地球規模課題と拡大するNGOsの役割
開発課題・貧困削減といった地球規模課題に対しNGOsが政府機関や国際機関、民間企業と等しく重要なアクターとして認識されて久しい。1945年、国連憲章にNGOsに位置づけが明記されたことを契機とし1970年以降、政府の失敗や市場の失敗を補填するアクターとして NGOsと市民社会の役割が注目を集めその数及び規模は国際的に拡大していった。現在、その活動は 国境を越え、政府機関や国連機関からの助成による特定のプロジェクトやプログラムの実施に止まらず、政府機関への政策提言や啓発(キャンペーンロビー活動等)を含めたアドボカシー活動、さらに上記の活発化させていくための国内外のネットワークの形成等多岐に渡るようになった 。
エチオピアにおけるNGOsの台頭
エチオピアにおける昨今のNGOsの活動の歴史は 1973-74 年及び1984-1985 年の飢餓に際し、国際機関や政府機関と並び多くの国際NGOsが支援を開始したことに始まる。そして、1991年社会主義政策を実施していたメンギスツ政権が崩壊したことによりNGOsの数と活動の規模が拡大していく。さらに、 1995年エチオピア連邦民主主義共和国樹立後、メレス政権時に施行された「1995年憲法」において「結社及び表現の自由」が認められたことにより国内NGOsの形成及び活動も更に活発になっていった。このような憲法が施行された背景には、同政権が経済社会開発のためには国内外のNGOsをはじめとする市民社会の存在が不可欠であると認識していたためとされている。
国内法整備
他方、NGOsの活動が活発になると多くの国ではそのような組織を認証する法律が定められるようになる。一般的にこの法律が、NGOsの活動を大きく左右する。エチオピアも例外ではない。2009年にNGOsの認証を目的として2009年CSO法 (Proclamation to Provide for the Registration and Regulation of Charities and Societies: CSP)という法律が制定された。エチオピア慈善社会機構 (Ethiopian Charities and Societies Agency: ChSA)という政府機関が同法律に基づき認証の運営・管理を実施している。同法律は元来、エチオピアにおけるNGOsの活動を国際基準に高めることを目的としていたがそこには大きな問題があった。

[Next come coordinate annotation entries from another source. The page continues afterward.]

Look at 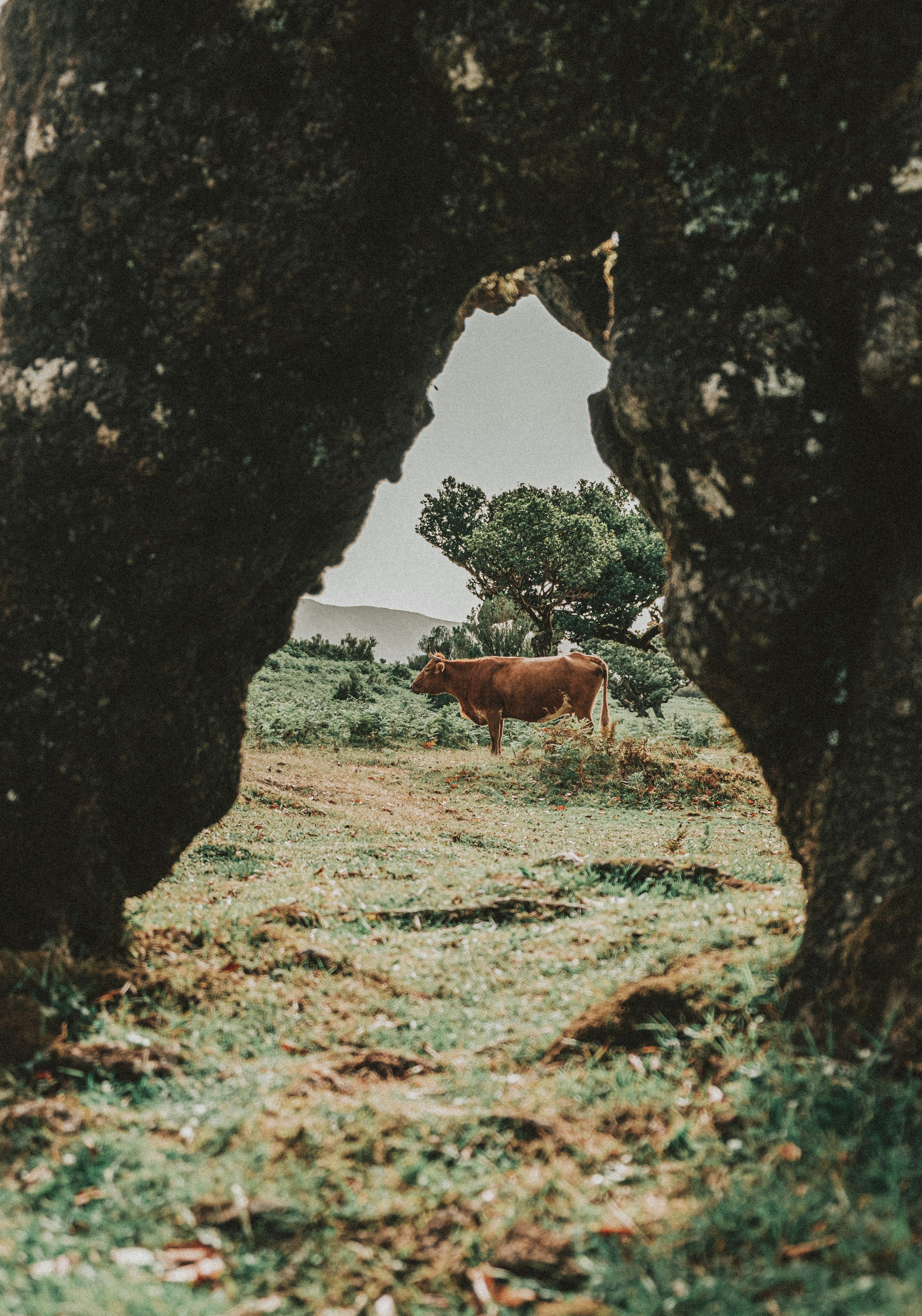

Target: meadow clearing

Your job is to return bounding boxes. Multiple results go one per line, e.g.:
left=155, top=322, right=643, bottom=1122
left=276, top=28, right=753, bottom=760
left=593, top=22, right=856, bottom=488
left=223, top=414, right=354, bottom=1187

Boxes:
left=0, top=654, right=922, bottom=1316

人権問題を中心としたアドボカシー活動に対する締め付け
同法律では人権やジェンダーの平等、宗教の平等、障がい者の権利や子どもの権利、紛争の調停や和解を求める一切のアドボカシー活動を制限(※)しているのだ。実際、これを制度上確約させるように、上記アドボカシー活動を行う場合、NGOsは同活動経費の約90%を国内からの寄付で賄うことを義務づけているのだ 。これは、多くの活動経費を海外のドナーエージェンシーに依存するNGOsにとってはほぼ不可能な数字である。
同法律の下、2014年12月時点で3,181ものNGOsが認証登録をされている。このうち約10%が国際NGOsとされている。しかし、この法律によりエチオピアではNGOsの活動は、概ね特定のドナーからの援助による箱もの案件の実施や緊急人道支援等に制限されている。
エチオピアのNGOsと市民社会の展望
このような国内法が、NGOsひいては市民社会の自由を制限することは非常に残念なことである。国際社会から注目を集め世論を形成し同政府にプレッシャーをかけていくこと、同時にエチオピア国内において民主主義が定着することによりNGOsの活動の制限がなくなりより成熟した市民社会が形成されることが望まれる。
※2008年には「メディアの自由と情報取得に関する法令(Proclamation to Provide for Freedom of the Mass Media and Access to Information)」が制定されており、これが市民社会の表現の自由及びメディアによる報道の自由が制限された。これらもNGOsの広義でのアドボカシー活動を阻害する要因のひとつとなっている。